I had cataract surgery on my right eye about a week ago, and I now have almost 20/20 vision with an eye that has been terribly weak since childhood.  A new lens has been inserted in place of the old one, apparently, and in addition to vastly improved vision, I also am seeing colors that I didn’t even know existed–the river outside out condo window, formerly greenish-gray is now bluish-silver.  Stop lights are exceedingly red and green.  And the bright colors in my wardrobe startle me–is my dress really that blue?

Of course, there was a time–surely not too many decades ago–when I saw all these colors in their true radiance.  But I had forgotten.  It happens gradually, doesn’t it–like the proverbial frog in the boiling water, who sits there and dies if the water is heated gradually.  I wonder–what else have I forgotten?  What else has gradually left me, that I have “adjusted” to?  And have I really adjusted?  Are there dreams, fragments of the self, that have been left behind, but are still alive in me?  Are there people I have left behind, or who have left me behind, whose on-going love I subconsciously covet?  We forget, but we don’t.  Everything, on some level, remains.  The colors have returned, through a medical miracle.  What else is there, on some other plane, that might be restored?  What can never be restored, but will continue to haunt me?

I have become newly thankful for my sight.  Presently, the world is a kind of playground of color, and I am awakened to the incredible beauty of the autumn leaves as well as the man-made brilliance of a bright yellow rain jacket.  And now I’m wondering how soon my new sense of gratitude will diminish, and I’ll begin to take all this beauty for granted.  Will it be like when I travel to a new country, and everything seems utterly fascinating–the first time?  Will it be like finding a new love, and then understanding that every day won’t be like the first day?

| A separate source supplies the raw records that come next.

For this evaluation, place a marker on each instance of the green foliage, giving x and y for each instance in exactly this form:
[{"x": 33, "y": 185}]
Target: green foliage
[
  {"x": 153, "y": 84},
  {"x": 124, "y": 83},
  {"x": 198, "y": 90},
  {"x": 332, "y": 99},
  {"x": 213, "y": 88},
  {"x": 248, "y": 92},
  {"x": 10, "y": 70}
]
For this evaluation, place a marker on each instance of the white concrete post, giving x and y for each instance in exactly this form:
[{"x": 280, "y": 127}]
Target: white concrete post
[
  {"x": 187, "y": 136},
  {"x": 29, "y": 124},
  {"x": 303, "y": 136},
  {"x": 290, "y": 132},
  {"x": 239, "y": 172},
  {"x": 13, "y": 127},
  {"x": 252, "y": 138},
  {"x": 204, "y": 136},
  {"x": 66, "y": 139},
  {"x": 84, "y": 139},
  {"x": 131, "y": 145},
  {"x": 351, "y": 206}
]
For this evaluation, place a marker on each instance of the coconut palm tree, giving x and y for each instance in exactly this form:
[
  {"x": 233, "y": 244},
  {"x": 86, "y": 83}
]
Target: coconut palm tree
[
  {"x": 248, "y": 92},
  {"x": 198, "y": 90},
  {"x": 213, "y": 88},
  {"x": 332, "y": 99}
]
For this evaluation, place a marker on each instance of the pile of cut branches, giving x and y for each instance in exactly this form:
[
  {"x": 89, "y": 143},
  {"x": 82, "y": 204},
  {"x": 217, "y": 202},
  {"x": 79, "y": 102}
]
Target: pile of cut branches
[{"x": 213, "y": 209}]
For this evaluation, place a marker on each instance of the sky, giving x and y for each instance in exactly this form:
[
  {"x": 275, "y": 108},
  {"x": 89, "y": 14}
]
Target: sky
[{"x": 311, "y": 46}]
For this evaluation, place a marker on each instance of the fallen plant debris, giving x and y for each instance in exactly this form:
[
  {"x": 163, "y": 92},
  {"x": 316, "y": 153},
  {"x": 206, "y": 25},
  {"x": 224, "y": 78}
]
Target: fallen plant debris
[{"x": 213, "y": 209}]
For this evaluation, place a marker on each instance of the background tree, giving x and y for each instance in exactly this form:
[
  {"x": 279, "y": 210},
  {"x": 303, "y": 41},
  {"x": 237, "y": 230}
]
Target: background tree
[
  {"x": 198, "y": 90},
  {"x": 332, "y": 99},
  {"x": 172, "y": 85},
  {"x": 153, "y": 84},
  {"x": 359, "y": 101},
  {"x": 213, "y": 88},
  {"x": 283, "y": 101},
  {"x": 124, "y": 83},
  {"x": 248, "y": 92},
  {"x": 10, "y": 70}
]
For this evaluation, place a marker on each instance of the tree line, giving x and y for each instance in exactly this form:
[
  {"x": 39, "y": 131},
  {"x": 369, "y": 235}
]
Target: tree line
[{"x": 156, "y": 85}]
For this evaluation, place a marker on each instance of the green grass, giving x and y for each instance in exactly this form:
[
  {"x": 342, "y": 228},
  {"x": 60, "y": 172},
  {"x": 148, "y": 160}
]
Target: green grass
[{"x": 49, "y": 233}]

I’m going to do my best to remain thankful, to keep seeing the world in all of its glory.  But that won’t be easy, I know.  Each day when I open my eyes, I’ll try to see anew and to remember that vision itself is complex and miraculous and should never to be taken for granted.   

 

Retirement and Cognitive Decline

A recent article in the NY Times suggests that retiring may be linked with mental decline.  Reseach data from the U.S., England, and 11 other European countries shows that the earlier people retire, the more quickly their memories decline.

Of course, it is impossible to really show the one-to-one effect of retirement to mental decline, because causative factors are difficult to isolate.  Reseach has not proved, for example, that cognitive exercises like crossword puzzles and memory games improve brain power.  But the hypothesis in the Times article is even possible because of current comparable data collection in so many countries. 

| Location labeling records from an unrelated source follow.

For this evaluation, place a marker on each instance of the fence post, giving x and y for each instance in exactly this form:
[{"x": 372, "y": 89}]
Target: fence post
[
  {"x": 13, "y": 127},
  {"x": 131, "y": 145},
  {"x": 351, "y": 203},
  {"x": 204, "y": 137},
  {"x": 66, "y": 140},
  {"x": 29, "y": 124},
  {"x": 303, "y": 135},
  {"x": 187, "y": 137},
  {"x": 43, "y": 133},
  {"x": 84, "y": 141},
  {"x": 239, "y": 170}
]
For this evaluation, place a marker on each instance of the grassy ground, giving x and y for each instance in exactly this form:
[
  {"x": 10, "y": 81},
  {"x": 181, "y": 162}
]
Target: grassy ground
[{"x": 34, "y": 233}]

It seems that the longer people in a given country keep working, the better they do–as a group–on memory tests, when they are in their ’60′s.  But what aspect of work keeps their brains lively?  And what kinds of work?  (The survey does not distinguish among various kinds of work, and some kinds of work are certainly more mentally stimulating.)  One of the authors of the study, Robert Willis, professor of economics at the University of Michigan, believes that social and personality skills may be operating–getting up in the morning, co-operating on a task, being prompt and trustworthy. 

Even though correlation does not prove causation, of course, the study calls for more attention to these issues.  Is it the social engagement that’s important?  Is it the aerobic quality–just getting up and going out?  Is it the exercise of the brain on a task?  Or is it what happens after a person retires–like more sitting around and watching TV?

I would guess, in terms of causation, “all of the above.”  However, we all have heard of the individual who retires and then goes into a decline and even dies.  This is not an unusual response to retirement.  What’s going on here?  I personally think it may have to do with a sense of loss, a lack of belonging. There is no longer the human connection, the accountability, that ties us to one another.  When that is gone, people often lose their sense of usefulness, their power to interact with others in creative ways on a common task which they deem important.  The result is often depression, and we know that depression has an adverse effect on mental functioning.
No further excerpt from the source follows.